Speciale

Origliare

29 Giugno 2015

Leggere è faticoso, lo è sempre, lo è sempre stato per me. Invidio la gente che, non dirò in coda alle poste e in treno ma alla fermata dell’autobus o in metropolitana, tira fuori un libro dalla tasca della giacca (e che tasche hanno, oltretutto), ne sfoglia qualche pagina, legge. Io non ci riesco: non riesco a staccare la voce dello sguardo dal bisbidis dell’indistinto, il quale tende poi a ridefinirsi come entità singola, comunque disturbante: la conversazione al tavolo, nel sedile accanto. C’è quel momento in cui le storie disperse s’incuneano nelle nostre: l’inizio della cura è stato far rientrare nei libri quelle frasi di straforo, recuperare il brusio alla letteratura, alla poesia, finanche (lo chiamano eavesdropping).

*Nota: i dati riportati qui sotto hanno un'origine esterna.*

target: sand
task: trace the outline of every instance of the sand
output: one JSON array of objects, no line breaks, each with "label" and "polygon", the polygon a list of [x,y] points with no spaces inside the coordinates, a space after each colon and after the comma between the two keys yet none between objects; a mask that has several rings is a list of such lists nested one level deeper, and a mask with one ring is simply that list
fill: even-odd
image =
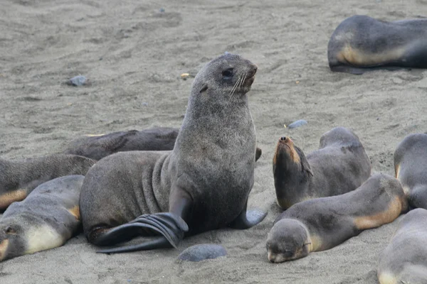
[{"label": "sand", "polygon": [[[374,172],[393,174],[397,143],[427,131],[427,71],[332,73],[327,42],[354,14],[393,21],[423,11],[426,0],[3,1],[1,158],[47,155],[83,134],[179,127],[193,81],[180,75],[195,75],[225,51],[237,53],[258,65],[249,97],[263,155],[249,207],[268,215],[248,230],[188,238],[178,249],[101,255],[80,235],[63,247],[1,263],[0,283],[377,283],[379,253],[399,220],[296,261],[268,262],[265,239],[280,212],[273,153],[283,135],[309,153],[323,133],[343,126],[359,136]],[[63,84],[78,75],[91,84]],[[297,119],[308,124],[283,127]],[[228,255],[176,261],[203,243],[221,244]]]}]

È la sola religione possibile per un ateo e l’unico esercizio praticabile per un egoista narciso come lo scrittore: non puoi avere cultura di te se non in mezzo a chi vuole e può impedirtelo, oppure, semplicemente, è fuori da te, che esiste, e lo impone col suo prevaricare te, ipocrita, che pensi altro, sei oltre, e non ti muovi da lì, da loro.